Endlich kam der geheimnißvolle Eigenthümer selbst in einem eleganten Brougham angefahren, – ein junger Mann mit verführerisch schwarzem Barte, sehr sorglich gekleidet, voll Bonhomie und vornehmer Gewandtheit. Während er so aus dem Wagen sprang, den Zügel einem kleinen Jockey zuwarf und seiner etwas zu auffallend gekleideten, aber reizenden Gattin aussteigen half, konnte Jeder auf den ersten Blick sehen, daß er zum vornehmen Leben geboren war, „ein Gentleman von Geburt und Erziehung“, wie die Phrase in England lautet. Uns selbst jedoch war die Erscheinung des jungen Mannes noch viel interessanter, als der befriedigten Nachbarschaft, denn er war ein alter Bekannter, ein gelungenes Specimen des „eigentlichen Juden“. Vor nun etwa 12 Jahren sprach uns ein zerlumpter, vor Kälte zitternder Judenknabe auf der Straße an und bat uns, einige Bücher, die wir unter dem Arm hatten, von ihm tragen zu lassen, da er sehr hungrig sei und noch nicht wisse, wie er einen Pfennig verdienen solle. Er war vor einigen Wochen mit seinem Vater aus Posen hier angekommen, dieser jedoch im Laufe dieser Zeit an den Pocken gestorben. Wir gaben ihm einige Kupferpence. Später verkaufte uns derselbe Knabe Seife [315] und Eau de Cologne auf der Straße.
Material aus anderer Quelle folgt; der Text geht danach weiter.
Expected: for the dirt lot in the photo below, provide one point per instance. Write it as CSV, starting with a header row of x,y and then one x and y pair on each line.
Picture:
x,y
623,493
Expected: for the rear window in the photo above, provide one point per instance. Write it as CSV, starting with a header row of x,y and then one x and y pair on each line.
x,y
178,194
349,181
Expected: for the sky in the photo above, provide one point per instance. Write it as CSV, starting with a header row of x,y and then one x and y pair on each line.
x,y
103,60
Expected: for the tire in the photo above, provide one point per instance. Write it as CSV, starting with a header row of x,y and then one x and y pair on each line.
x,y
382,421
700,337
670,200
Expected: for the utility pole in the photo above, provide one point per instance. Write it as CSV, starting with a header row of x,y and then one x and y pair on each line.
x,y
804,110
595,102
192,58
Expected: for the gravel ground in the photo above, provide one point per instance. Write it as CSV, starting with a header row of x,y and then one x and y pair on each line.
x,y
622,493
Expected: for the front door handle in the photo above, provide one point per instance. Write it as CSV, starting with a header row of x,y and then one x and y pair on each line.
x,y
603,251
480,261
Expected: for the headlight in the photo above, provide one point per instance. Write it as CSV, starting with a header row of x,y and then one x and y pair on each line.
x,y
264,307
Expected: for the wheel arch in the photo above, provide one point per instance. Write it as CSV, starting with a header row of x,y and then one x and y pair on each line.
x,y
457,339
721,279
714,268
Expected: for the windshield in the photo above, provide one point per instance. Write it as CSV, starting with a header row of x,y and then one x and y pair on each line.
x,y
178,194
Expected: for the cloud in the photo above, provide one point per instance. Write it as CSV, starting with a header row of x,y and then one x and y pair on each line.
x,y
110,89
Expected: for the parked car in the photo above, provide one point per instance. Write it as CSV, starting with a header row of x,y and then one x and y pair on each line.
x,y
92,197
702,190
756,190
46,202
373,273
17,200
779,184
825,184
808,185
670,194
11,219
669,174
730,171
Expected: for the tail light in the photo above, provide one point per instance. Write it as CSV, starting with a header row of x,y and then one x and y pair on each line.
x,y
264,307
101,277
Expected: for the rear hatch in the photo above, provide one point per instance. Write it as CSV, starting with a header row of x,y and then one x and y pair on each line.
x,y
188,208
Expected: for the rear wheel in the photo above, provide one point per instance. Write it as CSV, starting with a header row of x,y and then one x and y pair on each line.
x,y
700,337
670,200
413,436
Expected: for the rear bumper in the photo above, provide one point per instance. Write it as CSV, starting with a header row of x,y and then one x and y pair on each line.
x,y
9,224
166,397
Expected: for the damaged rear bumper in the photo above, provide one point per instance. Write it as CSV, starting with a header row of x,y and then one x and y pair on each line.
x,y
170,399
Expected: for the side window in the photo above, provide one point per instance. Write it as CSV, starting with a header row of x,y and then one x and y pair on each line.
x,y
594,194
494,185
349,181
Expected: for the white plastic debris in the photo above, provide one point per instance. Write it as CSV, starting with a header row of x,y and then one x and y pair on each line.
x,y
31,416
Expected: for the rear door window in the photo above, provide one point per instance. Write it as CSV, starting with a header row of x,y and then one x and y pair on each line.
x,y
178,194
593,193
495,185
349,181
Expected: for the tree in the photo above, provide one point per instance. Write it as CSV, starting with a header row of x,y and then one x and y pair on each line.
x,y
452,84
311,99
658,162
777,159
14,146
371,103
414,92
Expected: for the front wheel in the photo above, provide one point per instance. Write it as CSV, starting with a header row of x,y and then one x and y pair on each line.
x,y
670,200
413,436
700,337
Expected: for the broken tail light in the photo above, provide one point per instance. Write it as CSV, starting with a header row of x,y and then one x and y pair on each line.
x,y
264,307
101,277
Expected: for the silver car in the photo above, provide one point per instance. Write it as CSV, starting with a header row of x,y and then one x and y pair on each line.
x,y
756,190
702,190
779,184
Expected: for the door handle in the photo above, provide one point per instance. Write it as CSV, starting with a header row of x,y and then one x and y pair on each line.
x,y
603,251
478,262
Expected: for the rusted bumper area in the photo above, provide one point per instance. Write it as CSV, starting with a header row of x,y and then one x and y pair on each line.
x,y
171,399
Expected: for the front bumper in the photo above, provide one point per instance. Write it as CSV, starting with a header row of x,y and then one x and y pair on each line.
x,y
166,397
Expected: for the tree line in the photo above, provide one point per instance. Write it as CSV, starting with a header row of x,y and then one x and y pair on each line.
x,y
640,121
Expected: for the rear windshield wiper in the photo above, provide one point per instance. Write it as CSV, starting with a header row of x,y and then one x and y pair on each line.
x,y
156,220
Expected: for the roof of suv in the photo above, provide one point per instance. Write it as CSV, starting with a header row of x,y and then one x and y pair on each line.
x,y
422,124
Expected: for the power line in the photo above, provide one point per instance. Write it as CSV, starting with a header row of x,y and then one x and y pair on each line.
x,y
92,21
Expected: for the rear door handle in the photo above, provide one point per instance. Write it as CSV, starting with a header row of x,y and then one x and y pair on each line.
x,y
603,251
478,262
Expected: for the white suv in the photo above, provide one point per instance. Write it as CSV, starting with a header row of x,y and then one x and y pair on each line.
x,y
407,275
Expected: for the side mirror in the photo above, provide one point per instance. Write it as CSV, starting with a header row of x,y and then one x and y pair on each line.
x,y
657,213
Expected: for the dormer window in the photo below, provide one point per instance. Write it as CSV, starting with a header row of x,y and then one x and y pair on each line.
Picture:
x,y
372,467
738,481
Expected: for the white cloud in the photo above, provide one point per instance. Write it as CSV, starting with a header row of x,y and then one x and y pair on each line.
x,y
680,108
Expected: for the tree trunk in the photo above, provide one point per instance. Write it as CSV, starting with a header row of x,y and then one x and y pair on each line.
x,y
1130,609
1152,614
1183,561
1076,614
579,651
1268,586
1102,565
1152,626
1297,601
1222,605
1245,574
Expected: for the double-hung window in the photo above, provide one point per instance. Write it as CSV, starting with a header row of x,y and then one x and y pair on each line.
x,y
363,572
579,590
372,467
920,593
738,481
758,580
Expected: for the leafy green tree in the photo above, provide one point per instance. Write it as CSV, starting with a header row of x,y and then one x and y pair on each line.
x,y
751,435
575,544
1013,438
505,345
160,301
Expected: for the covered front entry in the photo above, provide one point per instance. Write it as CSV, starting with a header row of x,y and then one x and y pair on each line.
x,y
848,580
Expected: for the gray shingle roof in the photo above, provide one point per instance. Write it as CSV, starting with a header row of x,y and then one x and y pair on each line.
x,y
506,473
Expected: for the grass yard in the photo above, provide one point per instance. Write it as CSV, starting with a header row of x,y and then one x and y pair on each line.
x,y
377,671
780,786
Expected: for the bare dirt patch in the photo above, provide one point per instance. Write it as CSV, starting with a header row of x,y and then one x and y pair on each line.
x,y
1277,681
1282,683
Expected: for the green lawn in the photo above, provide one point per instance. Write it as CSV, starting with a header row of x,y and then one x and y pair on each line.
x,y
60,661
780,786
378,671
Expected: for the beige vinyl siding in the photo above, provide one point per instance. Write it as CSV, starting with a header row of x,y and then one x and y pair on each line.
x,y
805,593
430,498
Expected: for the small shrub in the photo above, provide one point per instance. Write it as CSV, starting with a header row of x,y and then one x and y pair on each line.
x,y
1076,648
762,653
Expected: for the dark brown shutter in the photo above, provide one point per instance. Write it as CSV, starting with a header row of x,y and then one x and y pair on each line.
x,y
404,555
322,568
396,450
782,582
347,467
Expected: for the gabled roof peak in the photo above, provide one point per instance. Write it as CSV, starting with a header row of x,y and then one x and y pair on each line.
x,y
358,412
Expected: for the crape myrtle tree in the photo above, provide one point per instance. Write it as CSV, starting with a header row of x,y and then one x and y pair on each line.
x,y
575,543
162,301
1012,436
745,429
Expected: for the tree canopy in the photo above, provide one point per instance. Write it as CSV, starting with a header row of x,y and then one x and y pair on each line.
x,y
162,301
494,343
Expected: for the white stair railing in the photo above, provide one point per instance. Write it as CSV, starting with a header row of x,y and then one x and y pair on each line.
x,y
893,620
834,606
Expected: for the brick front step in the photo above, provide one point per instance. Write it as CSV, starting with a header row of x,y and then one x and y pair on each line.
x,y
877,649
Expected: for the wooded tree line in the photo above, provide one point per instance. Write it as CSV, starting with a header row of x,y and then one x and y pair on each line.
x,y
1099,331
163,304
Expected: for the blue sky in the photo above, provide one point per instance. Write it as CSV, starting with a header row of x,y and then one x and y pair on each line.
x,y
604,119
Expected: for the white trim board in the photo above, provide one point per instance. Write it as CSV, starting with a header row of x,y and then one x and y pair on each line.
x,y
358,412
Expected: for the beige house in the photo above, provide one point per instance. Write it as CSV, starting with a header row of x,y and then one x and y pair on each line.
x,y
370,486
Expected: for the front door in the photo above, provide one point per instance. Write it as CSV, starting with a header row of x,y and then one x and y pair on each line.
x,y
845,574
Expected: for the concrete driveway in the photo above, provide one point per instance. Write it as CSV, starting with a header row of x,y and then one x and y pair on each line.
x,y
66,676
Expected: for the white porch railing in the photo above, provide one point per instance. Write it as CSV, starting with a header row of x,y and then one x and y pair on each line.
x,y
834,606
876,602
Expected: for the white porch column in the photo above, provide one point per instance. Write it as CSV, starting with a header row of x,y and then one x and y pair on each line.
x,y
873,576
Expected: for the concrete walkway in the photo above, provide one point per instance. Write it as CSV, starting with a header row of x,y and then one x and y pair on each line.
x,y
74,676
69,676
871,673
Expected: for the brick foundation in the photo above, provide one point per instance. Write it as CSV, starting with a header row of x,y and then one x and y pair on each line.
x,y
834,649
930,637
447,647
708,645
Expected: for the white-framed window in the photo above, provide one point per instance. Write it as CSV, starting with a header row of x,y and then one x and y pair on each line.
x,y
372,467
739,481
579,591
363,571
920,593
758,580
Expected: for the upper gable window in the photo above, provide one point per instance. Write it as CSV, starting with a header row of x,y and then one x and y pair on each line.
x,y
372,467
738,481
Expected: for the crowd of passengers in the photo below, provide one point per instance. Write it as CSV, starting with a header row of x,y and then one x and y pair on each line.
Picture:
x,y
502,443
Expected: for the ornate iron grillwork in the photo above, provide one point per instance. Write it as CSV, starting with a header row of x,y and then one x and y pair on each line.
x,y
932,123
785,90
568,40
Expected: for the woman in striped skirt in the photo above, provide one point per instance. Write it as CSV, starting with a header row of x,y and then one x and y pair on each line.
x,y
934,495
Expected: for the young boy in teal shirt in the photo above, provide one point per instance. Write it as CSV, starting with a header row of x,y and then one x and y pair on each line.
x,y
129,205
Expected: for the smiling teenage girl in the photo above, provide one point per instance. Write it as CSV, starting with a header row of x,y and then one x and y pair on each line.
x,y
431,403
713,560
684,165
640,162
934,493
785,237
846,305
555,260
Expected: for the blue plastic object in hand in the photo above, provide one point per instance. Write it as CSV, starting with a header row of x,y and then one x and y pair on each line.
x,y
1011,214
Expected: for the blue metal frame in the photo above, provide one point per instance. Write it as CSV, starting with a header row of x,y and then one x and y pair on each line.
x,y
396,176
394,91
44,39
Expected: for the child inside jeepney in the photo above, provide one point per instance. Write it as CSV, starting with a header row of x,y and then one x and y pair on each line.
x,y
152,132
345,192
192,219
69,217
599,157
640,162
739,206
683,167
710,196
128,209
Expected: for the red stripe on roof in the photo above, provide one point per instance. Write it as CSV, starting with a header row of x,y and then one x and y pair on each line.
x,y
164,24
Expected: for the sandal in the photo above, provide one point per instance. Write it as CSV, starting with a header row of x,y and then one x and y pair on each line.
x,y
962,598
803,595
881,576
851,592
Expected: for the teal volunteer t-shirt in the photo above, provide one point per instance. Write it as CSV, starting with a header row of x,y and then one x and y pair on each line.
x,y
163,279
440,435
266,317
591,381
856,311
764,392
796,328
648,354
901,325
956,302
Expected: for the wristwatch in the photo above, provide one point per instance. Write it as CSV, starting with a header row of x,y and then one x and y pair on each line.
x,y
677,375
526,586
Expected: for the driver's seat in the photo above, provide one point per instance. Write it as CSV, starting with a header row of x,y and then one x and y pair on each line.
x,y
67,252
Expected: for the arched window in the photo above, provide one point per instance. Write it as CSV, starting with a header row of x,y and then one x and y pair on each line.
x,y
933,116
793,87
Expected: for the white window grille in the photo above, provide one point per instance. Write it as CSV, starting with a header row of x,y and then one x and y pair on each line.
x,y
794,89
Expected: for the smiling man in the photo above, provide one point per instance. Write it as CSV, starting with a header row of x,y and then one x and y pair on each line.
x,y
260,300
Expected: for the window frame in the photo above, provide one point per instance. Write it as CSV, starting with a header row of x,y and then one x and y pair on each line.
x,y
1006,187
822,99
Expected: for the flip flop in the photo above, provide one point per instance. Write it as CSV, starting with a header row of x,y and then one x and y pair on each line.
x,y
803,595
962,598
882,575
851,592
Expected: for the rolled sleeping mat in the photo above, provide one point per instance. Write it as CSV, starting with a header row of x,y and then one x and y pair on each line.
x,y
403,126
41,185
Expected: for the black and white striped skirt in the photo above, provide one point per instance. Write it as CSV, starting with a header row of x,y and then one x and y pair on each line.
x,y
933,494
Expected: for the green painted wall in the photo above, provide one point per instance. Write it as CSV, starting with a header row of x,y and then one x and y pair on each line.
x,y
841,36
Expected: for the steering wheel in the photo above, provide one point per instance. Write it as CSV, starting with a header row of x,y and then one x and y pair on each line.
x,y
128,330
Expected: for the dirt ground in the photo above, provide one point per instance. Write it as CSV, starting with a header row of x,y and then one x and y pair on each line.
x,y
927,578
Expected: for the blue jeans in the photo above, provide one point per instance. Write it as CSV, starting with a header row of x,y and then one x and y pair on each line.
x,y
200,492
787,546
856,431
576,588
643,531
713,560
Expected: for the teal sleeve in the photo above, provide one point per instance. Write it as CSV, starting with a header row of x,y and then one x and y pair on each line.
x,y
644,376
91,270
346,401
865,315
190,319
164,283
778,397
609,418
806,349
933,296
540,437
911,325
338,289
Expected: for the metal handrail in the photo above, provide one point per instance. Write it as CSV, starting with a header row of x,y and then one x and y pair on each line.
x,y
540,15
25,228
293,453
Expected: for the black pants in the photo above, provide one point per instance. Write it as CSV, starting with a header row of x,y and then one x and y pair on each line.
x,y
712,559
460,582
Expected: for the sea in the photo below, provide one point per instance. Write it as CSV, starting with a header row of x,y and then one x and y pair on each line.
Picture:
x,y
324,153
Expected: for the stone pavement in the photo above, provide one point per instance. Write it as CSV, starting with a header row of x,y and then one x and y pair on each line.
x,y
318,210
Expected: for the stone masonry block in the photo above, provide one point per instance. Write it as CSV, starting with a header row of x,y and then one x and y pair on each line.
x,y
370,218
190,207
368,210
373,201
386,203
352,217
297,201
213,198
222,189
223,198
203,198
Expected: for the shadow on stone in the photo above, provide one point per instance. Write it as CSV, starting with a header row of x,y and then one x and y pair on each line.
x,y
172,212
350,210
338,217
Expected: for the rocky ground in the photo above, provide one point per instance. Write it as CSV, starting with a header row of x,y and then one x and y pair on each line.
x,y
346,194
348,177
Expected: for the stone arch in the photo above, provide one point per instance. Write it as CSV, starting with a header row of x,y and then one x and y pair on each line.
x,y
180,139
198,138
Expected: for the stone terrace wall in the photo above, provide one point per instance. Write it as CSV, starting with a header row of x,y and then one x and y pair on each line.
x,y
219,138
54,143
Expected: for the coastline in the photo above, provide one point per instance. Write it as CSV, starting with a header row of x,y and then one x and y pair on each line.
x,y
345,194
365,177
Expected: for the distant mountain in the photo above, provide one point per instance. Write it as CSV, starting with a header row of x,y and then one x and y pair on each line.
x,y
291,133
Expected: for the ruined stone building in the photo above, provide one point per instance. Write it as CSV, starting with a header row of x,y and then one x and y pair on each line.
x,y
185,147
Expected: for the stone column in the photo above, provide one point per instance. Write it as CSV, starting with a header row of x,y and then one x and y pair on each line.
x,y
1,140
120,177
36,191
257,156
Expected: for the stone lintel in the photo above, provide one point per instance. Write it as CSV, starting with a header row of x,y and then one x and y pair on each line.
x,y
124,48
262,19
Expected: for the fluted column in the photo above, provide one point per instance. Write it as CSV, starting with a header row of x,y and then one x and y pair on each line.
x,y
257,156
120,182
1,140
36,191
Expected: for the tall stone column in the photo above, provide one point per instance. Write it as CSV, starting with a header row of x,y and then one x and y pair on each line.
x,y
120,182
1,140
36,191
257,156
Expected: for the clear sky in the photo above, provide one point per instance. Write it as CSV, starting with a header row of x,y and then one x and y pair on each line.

Einige Jahre später trafen wir ihn zufällig als Professor der deutschen und französischen Sprache und aller möglichen Wissenschaften in einem Pensionat, – noch ein paar Jahre später als Schiffsagenten in den London-Docks – noch ein paar Jahre später als Dandy in der italienischen Oper, wo er uns erzählte, daß er Unglück mit seiner Schiffsagentur gehabt und einige Monate im Schuldgefängniß gesessen habe, jetzt jedoch Cassirer in einem großen Handelshause und wohlauf sei. Der zerlumpte Knabe, Straßenverkäufer, Professor, Agent, Cassirer und beneidete Besitzer der reizenden Villa uns gegenüber sind ein und dieselbe Person. Vom Cassirer wurde er Schwiegersohn und Associé des hebräischen Handelsherrn und ist jetzt ein reicher und glücklicher Mann. Trotzdem versäumt er nie, die Synagoge zu besuchen und in seinem rührigen und bescheidenen Auftreten zu bekunden, daß er sich noch immer im Zusammenhange fühlt mit dem „deutschen Juden in London“.